(Leyendo El viaje de mi padre, de Julio Llamazares, p. 252-6).
La siguiente señal de que estoy llegando a Morella es la visión de una fortaleza cuyos muros parecen pintados en el cielo de tan altos. Sobre la inalcanzable muela en la que se asienta (comparada con ella, la de Monroyo es una simple roca), el castillo morellano tiene algo de torre de Babel, puesto que de él descienden las murallas que rodean el perímetro del pueblo cerrándolo por completo, tanto que al llegar a él dudo si podré cruzarlo, pues la puerta de acceso no se ve hasta tenerla prácticamente encima. Las murallas son tan fuertes que se entiende que aquí se escondiera el Cid, cuya leyenda sigue vigente en Morella, como demuestra el nombre del hotel al que llego aconsejado por un matrimonio. En realidad me lo aconsejaron para poder aparcar el coche, pues delante del hotel la calle se ensancha un poco, pero yo decido aparcar mis huesos también en una de sus habitaciones. ¿Para qué andar buscando otro hotel si ya he encontrado uno?
—Le doy la llave de la puerta porque por la noche se cierra y no queda nadie aquí—me dice la mujer rumana que atiende la recepción.

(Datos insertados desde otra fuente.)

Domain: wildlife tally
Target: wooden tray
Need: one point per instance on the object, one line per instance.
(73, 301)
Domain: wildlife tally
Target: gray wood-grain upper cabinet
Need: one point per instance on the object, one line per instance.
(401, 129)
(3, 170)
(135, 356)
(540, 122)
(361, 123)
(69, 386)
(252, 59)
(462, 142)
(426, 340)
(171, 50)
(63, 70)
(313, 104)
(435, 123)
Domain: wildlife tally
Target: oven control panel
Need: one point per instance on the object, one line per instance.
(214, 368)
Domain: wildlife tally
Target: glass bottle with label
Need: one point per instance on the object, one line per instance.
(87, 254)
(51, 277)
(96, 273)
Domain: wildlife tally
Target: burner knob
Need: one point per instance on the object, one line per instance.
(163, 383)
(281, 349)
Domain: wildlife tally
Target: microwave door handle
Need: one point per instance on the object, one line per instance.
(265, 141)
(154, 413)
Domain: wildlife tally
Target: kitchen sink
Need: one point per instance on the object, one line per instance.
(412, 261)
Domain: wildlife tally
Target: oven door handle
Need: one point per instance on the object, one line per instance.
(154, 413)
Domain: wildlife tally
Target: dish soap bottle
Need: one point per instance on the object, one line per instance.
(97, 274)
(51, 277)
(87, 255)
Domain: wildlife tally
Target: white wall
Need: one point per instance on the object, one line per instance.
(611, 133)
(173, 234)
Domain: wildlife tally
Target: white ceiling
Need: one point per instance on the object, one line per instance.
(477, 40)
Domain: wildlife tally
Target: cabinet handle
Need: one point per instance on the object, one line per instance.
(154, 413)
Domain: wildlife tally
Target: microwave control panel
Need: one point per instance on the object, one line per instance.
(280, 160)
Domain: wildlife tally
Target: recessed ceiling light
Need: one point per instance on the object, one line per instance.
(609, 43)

—¿Y en el bar?—le digo, por el del hotel.
—Tampoco. Cierra a las nueve también.
Así que soy dueño del hotel El Cid o por lo menos tanto como los demás huéspedes, si es que los hay. Porque por los pasillos apenas se ve a nadie y lo mismo sucede alrededor del hotel. Las calles de Morella, que corren horizontales como si fueran bancales abuertos en la montaña, se comunican unas con otras por escaleras por las que hay que subir para llegar al centro del pueblo, o a lo más alto de éste, si uno quiere ir hasta el castillo. Como una torre de Babel, el pueblo, construido entero con piedra de la región, parece estar tallado en la montaña al igual que la fortaleza que lo alumbró, que desde abajo semeja una gran corona.